Updated on 15 July 2026, 14:00 CEST
Renfe and Talgo signed an agreement on 2 July 2026 that settles years of dispute over the Avril S106 trains. The Spanish state operator and the Basque manufacturer finalised the settlement at Talgo's headquarters in Rivabellosa, in the Basque province of Álava, and notified Spain's securities regulator, the CNMV, the same day.
The dispute concerned penalties for delayed delivery of the 30 trains ordered in 2016, the terms of fleet acceptance, and the technical configuration of the trains, some of whose bogies the wheeled chassis supporting the axles had developed cracks identified in 2025.
The settlement clears the way for final acceptance of all 30 Avril S106 units, ten of which already run services between Madrid, Asturias and Galicia. It also strengthens Talgo's financial position, as the manufacturer pursues a turnaround plan launched in late 2025, by deferring penalty payments that had weighed on its cash flow.
A stake beyond the Spanish market
The Avril platform is not exclusive to the Iberian market: Talgo has already sold a variant to Le Train, a French open-access operator that ordered up to ten trainsets for planned high-speed services linking Rennes, Nantes, Tours and Bordeaux. Talgo's industrial and financial stabilisation under this Renfe agreement indirectly secures the manufacturer's ability to meet commitments to its other European customers, including this future French operator.

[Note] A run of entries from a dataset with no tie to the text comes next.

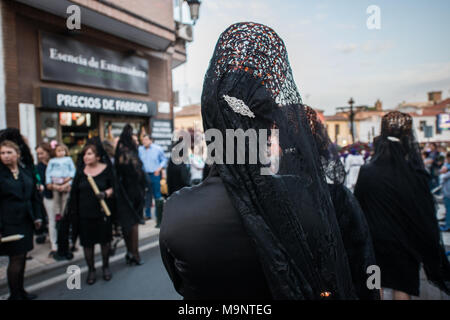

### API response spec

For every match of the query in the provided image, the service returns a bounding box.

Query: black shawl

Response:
[304,106,379,300]
[354,111,450,295]
[201,22,356,299]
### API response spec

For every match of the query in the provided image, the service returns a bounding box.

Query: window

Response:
[419,120,426,131]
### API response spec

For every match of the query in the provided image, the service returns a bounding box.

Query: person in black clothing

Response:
[167,137,191,196]
[68,138,115,284]
[0,140,43,300]
[303,106,379,300]
[354,111,450,299]
[0,128,43,261]
[161,22,356,300]
[114,124,146,265]
[161,165,272,299]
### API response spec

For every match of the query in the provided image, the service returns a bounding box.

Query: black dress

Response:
[160,166,272,299]
[0,165,42,256]
[114,145,146,233]
[354,161,450,296]
[328,183,379,300]
[73,166,114,247]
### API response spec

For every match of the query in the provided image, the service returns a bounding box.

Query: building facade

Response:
[1,0,189,158]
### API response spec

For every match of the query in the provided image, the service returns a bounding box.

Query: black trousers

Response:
[57,213,78,256]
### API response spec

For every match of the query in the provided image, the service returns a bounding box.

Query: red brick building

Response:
[0,0,190,156]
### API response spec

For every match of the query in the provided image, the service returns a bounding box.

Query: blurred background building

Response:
[0,0,200,158]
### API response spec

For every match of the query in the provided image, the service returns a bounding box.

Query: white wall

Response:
[412,116,450,143]
[358,117,381,143]
[19,103,37,162]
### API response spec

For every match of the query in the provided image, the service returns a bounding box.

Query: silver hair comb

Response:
[387,136,400,142]
[223,95,255,118]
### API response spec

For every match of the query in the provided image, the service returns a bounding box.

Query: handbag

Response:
[160,178,168,195]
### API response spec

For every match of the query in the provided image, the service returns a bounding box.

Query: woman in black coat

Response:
[68,138,115,284]
[354,111,450,299]
[114,125,146,265]
[304,106,379,300]
[0,140,43,300]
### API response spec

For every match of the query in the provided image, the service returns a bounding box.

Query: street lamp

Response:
[336,97,367,145]
[348,97,355,144]
[185,0,201,25]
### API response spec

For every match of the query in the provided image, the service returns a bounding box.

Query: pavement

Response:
[1,203,450,300]
[25,235,182,300]
[0,216,160,291]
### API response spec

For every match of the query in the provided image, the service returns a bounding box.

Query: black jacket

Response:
[160,166,272,299]
[0,165,43,233]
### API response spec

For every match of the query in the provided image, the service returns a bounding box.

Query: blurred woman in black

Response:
[114,124,146,265]
[0,140,43,300]
[167,136,191,196]
[354,111,450,299]
[304,106,379,300]
[0,128,45,259]
[68,138,115,284]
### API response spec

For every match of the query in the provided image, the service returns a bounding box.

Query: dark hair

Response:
[447,152,450,158]
[81,143,99,157]
[36,142,53,158]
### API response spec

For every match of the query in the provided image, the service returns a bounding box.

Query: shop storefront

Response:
[2,1,181,158]
[36,87,157,157]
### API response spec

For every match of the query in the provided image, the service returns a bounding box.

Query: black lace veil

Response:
[303,107,379,299]
[303,106,345,185]
[201,22,355,299]
[373,111,425,172]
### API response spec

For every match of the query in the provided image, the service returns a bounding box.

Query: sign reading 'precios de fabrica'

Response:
[40,32,149,94]
[39,87,157,117]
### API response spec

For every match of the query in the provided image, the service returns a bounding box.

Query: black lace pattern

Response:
[201,22,356,299]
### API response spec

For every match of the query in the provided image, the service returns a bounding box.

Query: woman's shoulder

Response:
[164,176,233,225]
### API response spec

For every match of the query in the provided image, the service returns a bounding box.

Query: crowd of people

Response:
[1,21,450,301]
[0,125,178,299]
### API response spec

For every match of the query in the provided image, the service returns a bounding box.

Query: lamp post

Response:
[336,97,367,145]
[348,97,355,144]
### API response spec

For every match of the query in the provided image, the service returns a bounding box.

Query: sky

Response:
[172,0,450,115]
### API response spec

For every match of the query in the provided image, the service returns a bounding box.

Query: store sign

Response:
[40,32,149,94]
[151,119,173,158]
[39,87,157,117]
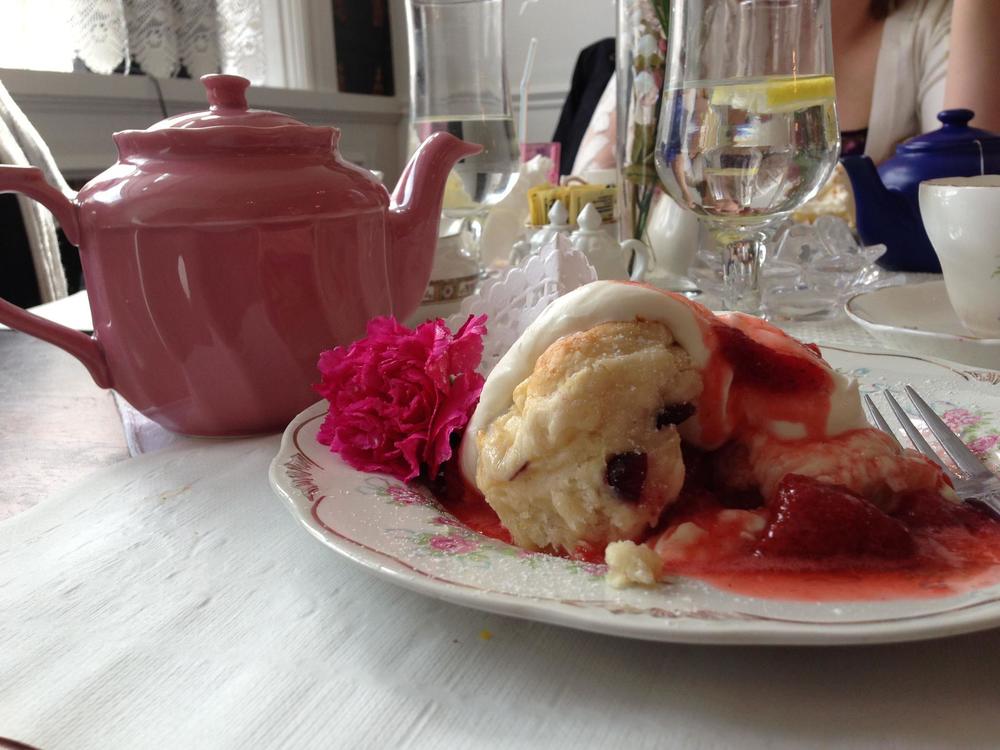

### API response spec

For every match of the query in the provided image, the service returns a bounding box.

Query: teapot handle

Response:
[0,166,111,388]
[621,239,655,282]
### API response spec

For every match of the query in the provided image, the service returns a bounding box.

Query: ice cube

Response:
[814,253,868,275]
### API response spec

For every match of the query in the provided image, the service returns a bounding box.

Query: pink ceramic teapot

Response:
[0,74,479,436]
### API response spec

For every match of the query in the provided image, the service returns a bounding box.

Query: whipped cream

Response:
[460,281,869,485]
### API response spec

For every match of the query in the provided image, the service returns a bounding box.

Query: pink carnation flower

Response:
[315,314,487,481]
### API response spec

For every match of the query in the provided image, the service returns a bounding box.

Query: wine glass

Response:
[655,0,840,312]
[405,0,520,267]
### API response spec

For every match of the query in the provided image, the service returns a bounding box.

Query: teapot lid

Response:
[897,109,1000,154]
[113,74,336,158]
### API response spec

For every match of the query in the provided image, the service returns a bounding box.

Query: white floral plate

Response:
[269,347,1000,645]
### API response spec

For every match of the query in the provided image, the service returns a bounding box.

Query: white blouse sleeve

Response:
[916,0,952,132]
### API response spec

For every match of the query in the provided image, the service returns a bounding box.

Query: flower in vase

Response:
[633,70,660,123]
[637,32,660,61]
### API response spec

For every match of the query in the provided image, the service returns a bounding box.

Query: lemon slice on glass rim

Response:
[710,75,836,114]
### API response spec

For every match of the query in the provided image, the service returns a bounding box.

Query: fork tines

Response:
[865,386,996,484]
[902,386,992,479]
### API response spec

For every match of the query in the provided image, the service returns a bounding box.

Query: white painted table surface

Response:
[5,435,1000,750]
[10,287,1000,749]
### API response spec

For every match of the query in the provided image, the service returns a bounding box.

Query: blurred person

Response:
[834,0,1000,163]
[572,0,1000,176]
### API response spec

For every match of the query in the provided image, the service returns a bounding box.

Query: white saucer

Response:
[846,281,1000,370]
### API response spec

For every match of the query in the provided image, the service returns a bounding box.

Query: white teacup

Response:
[919,176,1000,338]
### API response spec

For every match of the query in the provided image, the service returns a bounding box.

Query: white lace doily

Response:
[125,0,182,77]
[447,235,597,377]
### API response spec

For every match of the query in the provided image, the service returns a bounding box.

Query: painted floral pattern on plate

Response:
[847,366,1000,472]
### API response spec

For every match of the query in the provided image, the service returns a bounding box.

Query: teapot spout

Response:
[841,155,906,243]
[387,132,482,318]
[841,154,931,269]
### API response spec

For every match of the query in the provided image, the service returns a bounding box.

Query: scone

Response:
[460,280,957,576]
[476,320,702,555]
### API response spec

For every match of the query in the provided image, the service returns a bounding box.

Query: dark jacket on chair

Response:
[552,38,615,177]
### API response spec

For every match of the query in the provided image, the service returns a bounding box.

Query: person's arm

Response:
[944,0,1000,131]
[915,0,950,134]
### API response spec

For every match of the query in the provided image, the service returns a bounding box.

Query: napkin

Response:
[113,394,194,456]
[447,234,596,377]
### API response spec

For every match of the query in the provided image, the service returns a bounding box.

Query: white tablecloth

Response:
[8,299,1000,749]
[3,436,1000,750]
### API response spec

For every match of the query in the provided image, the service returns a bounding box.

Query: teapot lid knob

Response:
[202,74,250,111]
[938,109,975,128]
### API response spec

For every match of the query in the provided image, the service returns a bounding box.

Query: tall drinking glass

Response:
[655,0,840,312]
[406,0,519,262]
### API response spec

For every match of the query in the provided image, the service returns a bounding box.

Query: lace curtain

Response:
[0,0,267,84]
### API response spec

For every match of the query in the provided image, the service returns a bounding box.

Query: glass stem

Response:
[721,230,766,313]
[465,213,486,276]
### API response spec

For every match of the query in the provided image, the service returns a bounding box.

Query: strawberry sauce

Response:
[429,466,1000,602]
[427,464,512,544]
[678,478,1000,601]
[695,315,842,448]
[687,536,1000,602]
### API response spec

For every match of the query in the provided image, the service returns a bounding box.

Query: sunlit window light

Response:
[0,0,76,73]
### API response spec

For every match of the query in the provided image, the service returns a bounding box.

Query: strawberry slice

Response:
[713,324,829,394]
[757,474,915,559]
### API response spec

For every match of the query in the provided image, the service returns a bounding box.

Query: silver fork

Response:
[864,386,1000,517]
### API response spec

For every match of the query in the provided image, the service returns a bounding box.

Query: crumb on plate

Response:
[605,540,664,588]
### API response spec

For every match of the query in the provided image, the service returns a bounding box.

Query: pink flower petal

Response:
[423,371,486,477]
[396,432,427,481]
[315,313,487,481]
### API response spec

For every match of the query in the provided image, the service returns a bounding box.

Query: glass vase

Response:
[616,0,670,246]
[616,0,701,294]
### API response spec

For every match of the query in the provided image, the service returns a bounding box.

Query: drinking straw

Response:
[519,37,538,146]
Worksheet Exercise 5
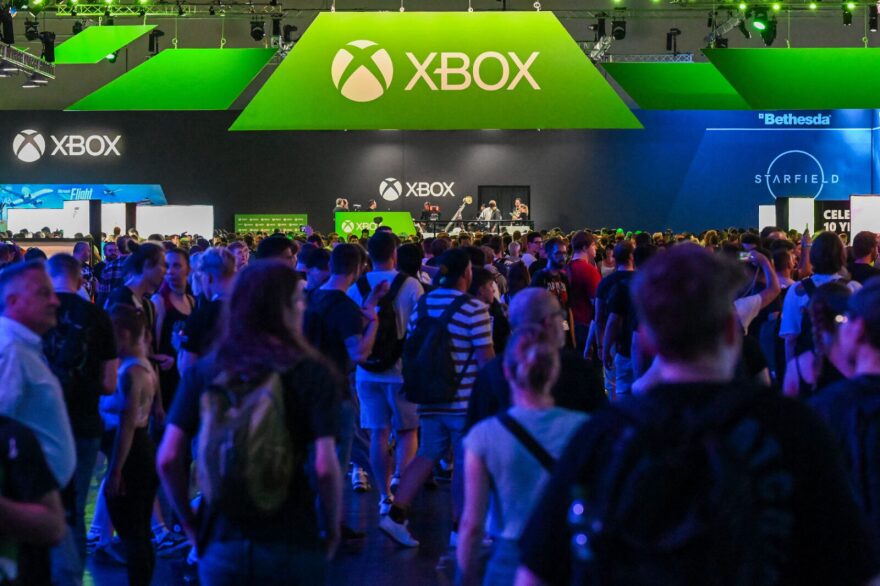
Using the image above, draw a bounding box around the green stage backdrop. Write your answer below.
[54,25,156,65]
[235,214,309,233]
[335,212,416,236]
[231,12,641,131]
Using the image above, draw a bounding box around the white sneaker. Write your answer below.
[379,515,419,547]
[379,496,394,516]
[352,465,370,493]
[390,473,401,494]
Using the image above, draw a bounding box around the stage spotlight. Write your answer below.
[759,15,777,44]
[72,19,83,34]
[752,6,768,30]
[39,30,54,62]
[250,19,265,41]
[106,51,118,62]
[843,3,853,25]
[666,27,681,52]
[24,19,39,41]
[737,18,752,38]
[0,7,14,45]
[282,23,297,43]
[148,28,164,54]
[208,4,215,15]
[611,13,626,40]
[177,2,184,16]
[809,1,817,8]
[870,5,878,31]
[715,36,729,47]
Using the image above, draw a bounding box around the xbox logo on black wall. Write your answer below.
[379,178,403,202]
[331,40,394,103]
[13,129,46,163]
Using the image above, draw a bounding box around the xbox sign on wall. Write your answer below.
[231,12,641,131]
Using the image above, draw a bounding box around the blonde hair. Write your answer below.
[503,324,560,394]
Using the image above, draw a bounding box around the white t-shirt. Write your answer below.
[522,253,537,268]
[347,269,424,383]
[778,273,861,338]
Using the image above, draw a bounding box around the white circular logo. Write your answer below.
[331,40,393,103]
[12,129,45,163]
[764,150,828,199]
[341,220,355,233]
[379,177,403,202]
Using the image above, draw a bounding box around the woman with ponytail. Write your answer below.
[783,281,854,398]
[457,325,589,586]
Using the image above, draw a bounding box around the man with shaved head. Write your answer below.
[466,287,607,430]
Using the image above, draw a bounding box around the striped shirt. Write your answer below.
[407,288,493,415]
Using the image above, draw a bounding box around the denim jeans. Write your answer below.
[614,353,634,397]
[483,538,520,586]
[72,437,101,563]
[199,540,326,586]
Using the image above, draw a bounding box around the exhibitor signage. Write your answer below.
[335,211,417,236]
[11,128,123,164]
[231,12,641,131]
[234,214,309,233]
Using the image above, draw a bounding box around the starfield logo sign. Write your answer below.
[755,149,839,199]
[12,129,122,163]
[758,113,831,126]
[331,39,540,103]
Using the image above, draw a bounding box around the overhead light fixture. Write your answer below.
[870,4,878,31]
[106,51,118,62]
[843,3,853,25]
[208,4,215,15]
[72,20,83,35]
[666,27,681,53]
[148,28,164,54]
[250,18,265,41]
[737,18,752,37]
[177,2,185,16]
[38,30,54,62]
[611,9,626,40]
[282,23,297,43]
[772,2,781,10]
[24,19,39,41]
[752,6,769,29]
[0,7,14,45]
[759,15,777,44]
[809,1,817,8]
[715,36,729,47]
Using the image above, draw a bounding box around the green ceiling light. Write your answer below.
[846,1,856,8]
[739,2,748,10]
[105,51,117,62]
[772,2,781,10]
[752,6,769,29]
[809,1,817,8]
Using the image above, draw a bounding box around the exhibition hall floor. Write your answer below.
[83,479,456,586]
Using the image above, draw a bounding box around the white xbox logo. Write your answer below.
[341,220,356,233]
[331,40,393,103]
[379,178,402,202]
[12,129,45,163]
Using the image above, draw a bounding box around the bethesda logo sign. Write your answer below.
[755,150,839,199]
[332,40,540,103]
[379,178,455,200]
[758,113,831,126]
[12,129,122,163]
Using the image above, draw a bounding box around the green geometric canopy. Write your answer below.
[602,62,749,110]
[704,48,880,110]
[67,48,276,111]
[54,25,156,65]
[231,12,642,131]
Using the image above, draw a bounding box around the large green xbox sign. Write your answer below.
[231,12,641,131]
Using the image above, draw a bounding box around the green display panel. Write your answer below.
[602,62,749,110]
[54,25,156,65]
[704,48,880,110]
[231,12,641,131]
[335,212,416,237]
[68,49,276,111]
[235,213,309,233]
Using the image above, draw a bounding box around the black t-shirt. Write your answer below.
[167,353,341,547]
[0,416,58,586]
[519,382,879,586]
[606,279,636,358]
[43,293,117,438]
[302,289,363,375]
[180,298,223,356]
[596,270,634,308]
[849,262,880,285]
[466,348,608,431]
[530,269,572,310]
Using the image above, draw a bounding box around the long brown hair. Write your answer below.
[214,260,319,381]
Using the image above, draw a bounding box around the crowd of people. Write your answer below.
[1,220,880,585]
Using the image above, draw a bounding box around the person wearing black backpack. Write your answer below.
[516,244,879,586]
[43,254,118,580]
[347,232,424,517]
[381,248,495,549]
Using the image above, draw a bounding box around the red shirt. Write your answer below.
[566,258,601,326]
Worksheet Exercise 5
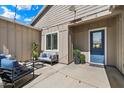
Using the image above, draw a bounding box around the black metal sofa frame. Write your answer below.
[0,61,35,88]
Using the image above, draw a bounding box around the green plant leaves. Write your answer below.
[73,49,85,63]
[32,42,39,60]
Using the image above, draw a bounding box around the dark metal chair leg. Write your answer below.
[3,81,7,88]
[12,81,15,88]
[33,59,35,78]
[51,62,53,66]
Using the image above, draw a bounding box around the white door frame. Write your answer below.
[88,27,107,65]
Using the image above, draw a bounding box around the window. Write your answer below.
[46,34,51,50]
[46,32,58,50]
[52,33,58,49]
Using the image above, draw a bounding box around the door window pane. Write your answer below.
[93,32,102,48]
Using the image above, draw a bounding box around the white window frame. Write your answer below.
[45,31,59,52]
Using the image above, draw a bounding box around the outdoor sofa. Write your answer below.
[0,54,34,88]
[38,51,58,65]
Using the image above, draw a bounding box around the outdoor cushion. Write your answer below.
[0,54,5,56]
[42,53,47,57]
[0,54,6,67]
[5,54,12,59]
[1,59,19,69]
[38,57,52,62]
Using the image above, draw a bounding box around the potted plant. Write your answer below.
[32,42,39,61]
[73,49,81,64]
[73,49,86,64]
[80,54,85,64]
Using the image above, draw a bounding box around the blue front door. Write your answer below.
[90,30,105,64]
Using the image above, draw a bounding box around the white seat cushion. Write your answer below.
[38,57,52,62]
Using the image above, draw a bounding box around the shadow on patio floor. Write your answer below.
[3,74,39,88]
[105,66,124,88]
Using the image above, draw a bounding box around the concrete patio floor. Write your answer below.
[105,66,124,88]
[24,63,111,88]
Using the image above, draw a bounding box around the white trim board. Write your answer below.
[88,27,107,65]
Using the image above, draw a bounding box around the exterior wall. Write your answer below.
[41,24,69,64]
[122,13,124,74]
[68,27,74,63]
[34,5,111,28]
[71,17,117,66]
[34,5,111,64]
[0,19,41,61]
[32,5,124,75]
[116,13,124,74]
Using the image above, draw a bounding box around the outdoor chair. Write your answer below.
[0,58,34,88]
[38,51,58,65]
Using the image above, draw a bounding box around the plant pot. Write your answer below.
[74,57,81,64]
[81,61,85,64]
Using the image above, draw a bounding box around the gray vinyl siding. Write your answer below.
[35,5,110,28]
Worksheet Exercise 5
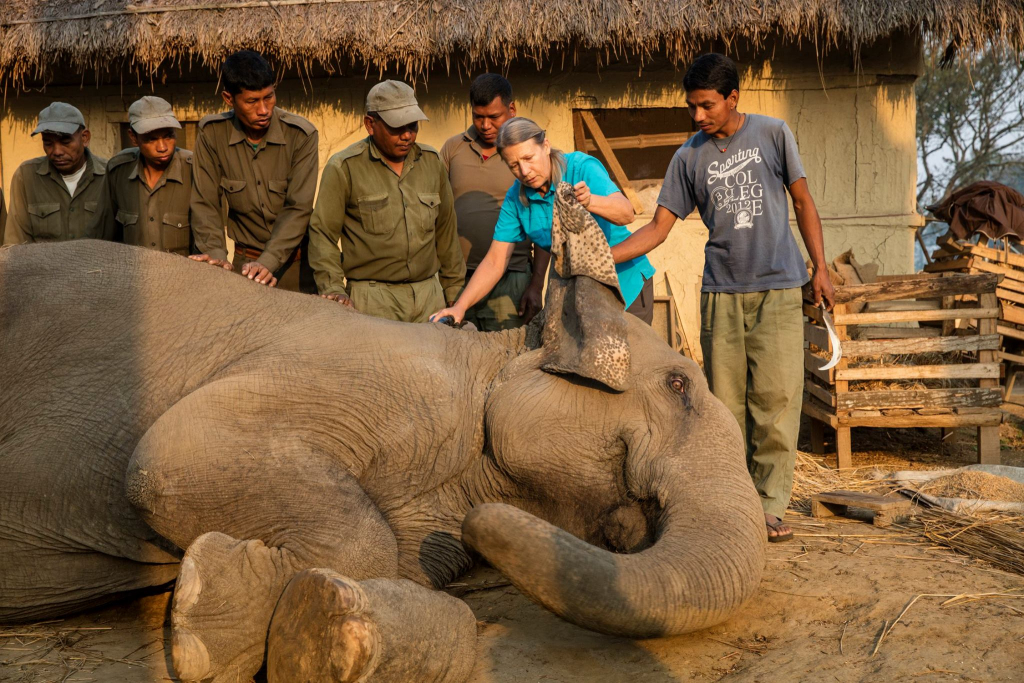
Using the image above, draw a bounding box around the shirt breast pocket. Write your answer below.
[357,193,393,235]
[415,192,441,235]
[116,210,140,244]
[27,202,62,239]
[219,178,250,214]
[266,179,289,217]
[161,213,191,252]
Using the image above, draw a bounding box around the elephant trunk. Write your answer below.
[461,401,766,638]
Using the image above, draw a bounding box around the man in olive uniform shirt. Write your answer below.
[309,80,465,322]
[94,96,193,255]
[3,102,111,245]
[190,50,319,292]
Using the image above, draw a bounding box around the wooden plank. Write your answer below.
[802,396,838,428]
[806,381,836,407]
[964,241,1024,270]
[1002,401,1024,419]
[994,276,1024,295]
[924,257,973,273]
[842,334,999,358]
[864,299,941,312]
[578,110,645,214]
[572,112,587,154]
[997,287,1024,306]
[581,131,692,152]
[835,363,1000,381]
[831,273,997,304]
[804,350,835,383]
[853,326,942,339]
[968,258,1023,282]
[813,490,912,511]
[1001,302,1024,326]
[832,307,999,325]
[803,303,824,324]
[840,411,1002,428]
[998,324,1024,342]
[836,387,1002,411]
[804,322,830,350]
[999,350,1024,364]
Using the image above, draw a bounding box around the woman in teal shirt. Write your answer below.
[430,117,656,325]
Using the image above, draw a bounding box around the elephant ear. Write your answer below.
[539,181,631,392]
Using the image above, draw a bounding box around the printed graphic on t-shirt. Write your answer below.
[707,147,763,230]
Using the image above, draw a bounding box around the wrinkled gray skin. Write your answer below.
[0,240,765,682]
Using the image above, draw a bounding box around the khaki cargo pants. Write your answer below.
[463,269,533,332]
[347,276,446,324]
[700,287,804,520]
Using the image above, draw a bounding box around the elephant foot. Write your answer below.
[172,532,292,683]
[267,570,478,683]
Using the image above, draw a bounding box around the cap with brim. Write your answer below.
[32,102,86,136]
[128,96,182,135]
[366,80,428,128]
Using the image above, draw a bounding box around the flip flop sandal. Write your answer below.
[766,518,794,543]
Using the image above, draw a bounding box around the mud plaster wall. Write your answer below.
[0,36,921,338]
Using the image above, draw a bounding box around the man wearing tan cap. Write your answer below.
[3,102,111,245]
[189,50,319,292]
[308,80,465,322]
[93,96,193,255]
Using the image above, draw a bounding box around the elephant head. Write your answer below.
[465,183,765,638]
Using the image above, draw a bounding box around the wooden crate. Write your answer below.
[803,272,1002,469]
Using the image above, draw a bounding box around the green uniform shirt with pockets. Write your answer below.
[308,137,466,304]
[190,108,318,272]
[96,147,193,255]
[3,149,111,245]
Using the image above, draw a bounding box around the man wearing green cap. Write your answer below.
[308,80,465,323]
[3,102,111,245]
[189,50,319,292]
[93,96,193,255]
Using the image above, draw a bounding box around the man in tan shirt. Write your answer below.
[308,80,465,323]
[94,97,193,255]
[3,103,111,245]
[440,74,548,330]
[189,50,319,292]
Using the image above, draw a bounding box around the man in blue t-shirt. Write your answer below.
[613,53,835,543]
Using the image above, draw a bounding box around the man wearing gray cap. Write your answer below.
[93,96,193,255]
[3,102,111,245]
[308,80,465,322]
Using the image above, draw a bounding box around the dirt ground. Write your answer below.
[3,422,1024,682]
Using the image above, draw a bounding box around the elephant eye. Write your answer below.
[670,377,686,393]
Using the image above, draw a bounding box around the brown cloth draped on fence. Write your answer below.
[929,181,1024,242]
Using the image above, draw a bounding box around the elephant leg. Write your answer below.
[267,569,477,683]
[126,388,399,683]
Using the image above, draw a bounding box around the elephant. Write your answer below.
[0,186,766,682]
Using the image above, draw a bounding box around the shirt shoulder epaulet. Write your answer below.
[276,109,317,136]
[198,111,233,129]
[418,143,440,157]
[106,148,140,172]
[177,148,194,164]
[331,139,369,166]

Renfe will pay Talgo €132 million to convert 15 of the 30 trains, currently built to fixed standard gauge (1,435 mm), to variable-gauge technology. This lets a single train switch automatically between the standard-gauge high-speed network and Spain's conventional Iberian-gauge network (1,668 mm), without changing rolling stock at gauge-break points. The conversion, carried out entirely by Talgo, will run over 37 months, with the first modified units delivered from month fifteen.
The agreement also releases around €200 million in outstanding payments and bank guarantees, to be paid within three months. The maintenance contract held by Tarvia, a joint venture owned 51% by Talgo and 49% by Renfe Mantenimiento, will see its fees rise by 29% to cover the extra work linked to the new bogies. Renfe will take over spare-parts procurement, which it will then supply to Tarvia.
Payment of the €116 million penalty for delivery delays will not begin until 2032, after the maturity of Talgo's recently restructured bank debt, and will be spread over the following six years. In return, Talgo will pay €10.8 million to Renfe Viajeros to cover homologation testing costs. Talgo's order backlog now stands at €6.307 billion, up from €4.466 billion at the end of 2025, driven in part by recent contracts in Saudi Arabia and Sweden.